Post Momentary Affliction is the third studio album by Australian Christian extreme metal band Mortification, released in 1993. The album's sound has Mortification returning to their thrash metal roots, but with death metal elements still showing. It contains an alternate recording of the track "Impulsation" from the band's Break the Curse demo album. Post Momentary Affliction was bundled with Mortification's 1992 album Scrolls of the Megilloth on Nuclear Blast and included "Butchered Mutilation" as a bonus track, releasing on 18 November 1996. In 2008, a reissue was released by Metal Mind Productions, which also included "Butchered Mutilation" and three live tracks. Soundmass released reissues in 2020 and 2022, with the former having three live tracks and the latter having new remastering and two discs, with the second CD containing fifteen live tracks1; both reissues include "Butchered Mutilation". In 2010, HM Magazine ranked Post Momentary Affliction No. 70 on the Top 100 Christian metal albums of all-time list.

Recording 
Post Momentary Affliction was recorded at Toybox Studios in Northcote, Melbourne, Australia. Pre-production took place at Jamtim Studios in Cheltenham, Melbourne.
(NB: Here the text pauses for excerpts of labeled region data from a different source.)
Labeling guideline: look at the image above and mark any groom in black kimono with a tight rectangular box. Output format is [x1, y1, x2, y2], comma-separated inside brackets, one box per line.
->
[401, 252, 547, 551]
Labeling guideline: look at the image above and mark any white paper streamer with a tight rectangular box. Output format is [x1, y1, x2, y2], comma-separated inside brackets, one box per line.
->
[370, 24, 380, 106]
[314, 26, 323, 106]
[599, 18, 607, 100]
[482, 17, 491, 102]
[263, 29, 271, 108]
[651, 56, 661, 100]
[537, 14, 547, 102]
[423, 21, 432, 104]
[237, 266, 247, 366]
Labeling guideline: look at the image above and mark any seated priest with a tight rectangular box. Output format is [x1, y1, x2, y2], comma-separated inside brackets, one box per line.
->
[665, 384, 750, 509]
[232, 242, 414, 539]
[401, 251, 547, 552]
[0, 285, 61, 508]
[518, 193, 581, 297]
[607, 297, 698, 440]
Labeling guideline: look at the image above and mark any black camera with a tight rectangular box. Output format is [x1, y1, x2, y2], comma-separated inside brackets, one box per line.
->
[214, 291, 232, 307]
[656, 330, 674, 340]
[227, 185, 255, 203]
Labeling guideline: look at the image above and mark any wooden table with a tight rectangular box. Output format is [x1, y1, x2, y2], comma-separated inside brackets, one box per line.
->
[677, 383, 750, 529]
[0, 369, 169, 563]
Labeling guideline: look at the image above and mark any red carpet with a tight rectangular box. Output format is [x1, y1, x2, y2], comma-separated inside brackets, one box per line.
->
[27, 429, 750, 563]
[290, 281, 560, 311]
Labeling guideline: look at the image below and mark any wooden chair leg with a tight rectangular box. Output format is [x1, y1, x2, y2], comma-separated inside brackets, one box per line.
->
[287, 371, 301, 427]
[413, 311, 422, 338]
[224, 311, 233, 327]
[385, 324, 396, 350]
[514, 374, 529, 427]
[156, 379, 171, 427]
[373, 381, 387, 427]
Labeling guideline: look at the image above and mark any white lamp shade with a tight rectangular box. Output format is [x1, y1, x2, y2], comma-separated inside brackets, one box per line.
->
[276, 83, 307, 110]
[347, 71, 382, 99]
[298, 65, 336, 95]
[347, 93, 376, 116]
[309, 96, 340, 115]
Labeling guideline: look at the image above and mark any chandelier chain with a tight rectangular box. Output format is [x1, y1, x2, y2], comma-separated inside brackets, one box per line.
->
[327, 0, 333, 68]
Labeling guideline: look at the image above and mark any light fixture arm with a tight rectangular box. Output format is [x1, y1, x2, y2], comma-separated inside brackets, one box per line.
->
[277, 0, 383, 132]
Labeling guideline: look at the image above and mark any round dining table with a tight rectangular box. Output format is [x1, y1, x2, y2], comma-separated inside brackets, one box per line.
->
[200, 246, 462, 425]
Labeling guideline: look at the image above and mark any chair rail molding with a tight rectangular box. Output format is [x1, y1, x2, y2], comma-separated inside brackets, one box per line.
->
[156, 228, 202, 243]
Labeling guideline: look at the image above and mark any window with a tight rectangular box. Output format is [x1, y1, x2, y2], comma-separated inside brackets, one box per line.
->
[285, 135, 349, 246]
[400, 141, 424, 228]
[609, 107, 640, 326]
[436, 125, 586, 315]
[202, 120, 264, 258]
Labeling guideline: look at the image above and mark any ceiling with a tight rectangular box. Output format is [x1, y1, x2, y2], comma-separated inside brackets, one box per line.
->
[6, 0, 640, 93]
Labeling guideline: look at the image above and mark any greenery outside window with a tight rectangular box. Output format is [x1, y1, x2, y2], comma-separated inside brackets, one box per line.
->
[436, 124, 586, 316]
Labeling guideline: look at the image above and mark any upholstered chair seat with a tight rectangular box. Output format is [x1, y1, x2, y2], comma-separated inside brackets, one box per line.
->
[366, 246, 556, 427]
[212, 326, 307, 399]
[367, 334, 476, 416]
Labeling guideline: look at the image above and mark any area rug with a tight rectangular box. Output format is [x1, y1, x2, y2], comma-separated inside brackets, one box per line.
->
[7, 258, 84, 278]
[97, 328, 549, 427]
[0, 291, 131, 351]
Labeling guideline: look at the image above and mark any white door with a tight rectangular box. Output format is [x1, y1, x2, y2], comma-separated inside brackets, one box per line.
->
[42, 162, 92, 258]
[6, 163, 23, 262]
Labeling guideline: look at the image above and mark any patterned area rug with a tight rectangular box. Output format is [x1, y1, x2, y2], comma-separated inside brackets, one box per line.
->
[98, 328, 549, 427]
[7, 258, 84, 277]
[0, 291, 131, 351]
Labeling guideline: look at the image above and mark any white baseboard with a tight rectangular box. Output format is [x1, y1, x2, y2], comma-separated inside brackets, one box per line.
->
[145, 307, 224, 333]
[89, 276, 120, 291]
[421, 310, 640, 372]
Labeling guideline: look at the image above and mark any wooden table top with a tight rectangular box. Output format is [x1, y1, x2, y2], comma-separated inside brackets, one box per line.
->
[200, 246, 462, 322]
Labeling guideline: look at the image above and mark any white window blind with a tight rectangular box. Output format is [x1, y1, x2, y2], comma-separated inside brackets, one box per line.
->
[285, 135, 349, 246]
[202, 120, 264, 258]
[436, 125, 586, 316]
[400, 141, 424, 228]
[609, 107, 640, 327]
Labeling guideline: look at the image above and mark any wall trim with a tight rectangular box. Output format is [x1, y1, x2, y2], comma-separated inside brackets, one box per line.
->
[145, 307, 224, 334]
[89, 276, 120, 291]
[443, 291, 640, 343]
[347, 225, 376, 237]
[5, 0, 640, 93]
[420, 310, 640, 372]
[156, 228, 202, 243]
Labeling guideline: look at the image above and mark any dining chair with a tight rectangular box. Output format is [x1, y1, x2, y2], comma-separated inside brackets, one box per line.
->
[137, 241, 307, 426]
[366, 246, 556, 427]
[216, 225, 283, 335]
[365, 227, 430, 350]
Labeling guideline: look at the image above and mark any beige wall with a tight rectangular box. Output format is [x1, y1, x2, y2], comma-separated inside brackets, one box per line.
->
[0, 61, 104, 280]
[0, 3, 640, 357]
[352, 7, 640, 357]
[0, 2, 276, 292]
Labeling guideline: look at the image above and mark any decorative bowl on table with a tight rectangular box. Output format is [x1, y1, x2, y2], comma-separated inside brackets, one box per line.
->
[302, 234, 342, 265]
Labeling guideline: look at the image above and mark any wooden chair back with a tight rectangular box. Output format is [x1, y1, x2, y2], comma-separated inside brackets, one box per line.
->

The album was released on Intense Records and Nuclear Blast, with both versions having different cover artwork; the 2020 reissue contains both covers.

Track listing 

 Re-recorded song from Break the Curse

Personnel

Mortification
Steve Rowe – vocals, bass guitar
Michael Carlisle – guitar
Jayson Sherlock – drums

Additional musician
Doug Saunders – keyboards

Production
Mark Staiger – executive producer
Doug Saunders – producer, sound effects
Mark Tulk – assistant engineer
Doug Doyle – mastering at Digital Brothers in Costa Mesa, California

Additional personnel
Jayson Sherlock – cover artwork
Michael Carlisle – cover concept
Andrew "Surfie" Stuivenberg – photography
Scott Waters (Ultimatum) – design, layout (2020 and 2022 versions)
Paul D. Clifford – remastering at PCP Studios in Australia (2022 version)
Rob Colwell – live audio mastering at Bombworks Sound in McKinney, Texas (2022 version)
Patrick Wolf – live audio tracks (2022 version)

Notes
1. The 2022 reissue live tracks were recorded at Cornerstone Festival on 1 July 1994 in Bushnell, Illinois.